If you want to prepend a base directory path to the files while also specifying a target component version bucket, the path should be specified in the dir
key.
For example:
scan:
dir: build/apidocs
into:
name: apidocs
version: ~
dir: modules/ROOT/attachments
The dir
key is effectively the same as an into
key with a string value, except that a target component version bucket is also specified.
clean key
If the clean
key is set to true
on the entry, that implicitly creates a separate clean entry using the same dir.

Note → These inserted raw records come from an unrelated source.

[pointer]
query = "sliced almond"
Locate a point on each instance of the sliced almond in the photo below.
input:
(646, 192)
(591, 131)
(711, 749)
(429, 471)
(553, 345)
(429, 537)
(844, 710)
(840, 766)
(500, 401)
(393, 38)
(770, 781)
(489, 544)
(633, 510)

The clean is scoped to the current step (the same step that defines the run
key).
The clean action is only needed in the following two cases:
-
The Collector instance is running on an existing worktree. The worktree may have build files generated from a separate process or from a Collector instance from a previous Antora run. If you want to ensure that no residual files are discovered, the scan directory (and possibly other directories) should be cleaned.
-
The temporary worktree for the Collector instance is kept indefinitely. In this case, the Collector instance will be recycling a worktree it has used on a previous Antora run and thus may require cleaning.
If Collector creates a new worktree in which to run the Collector instance, there’s usually no need to clean. However, if the Collector instance has multiple steps, and those steps generate files into the same scan directory, it may be necessary to clean the scan directory at the start of each step. You’ll need to put some thought into when you want the scan directory to be cleaned.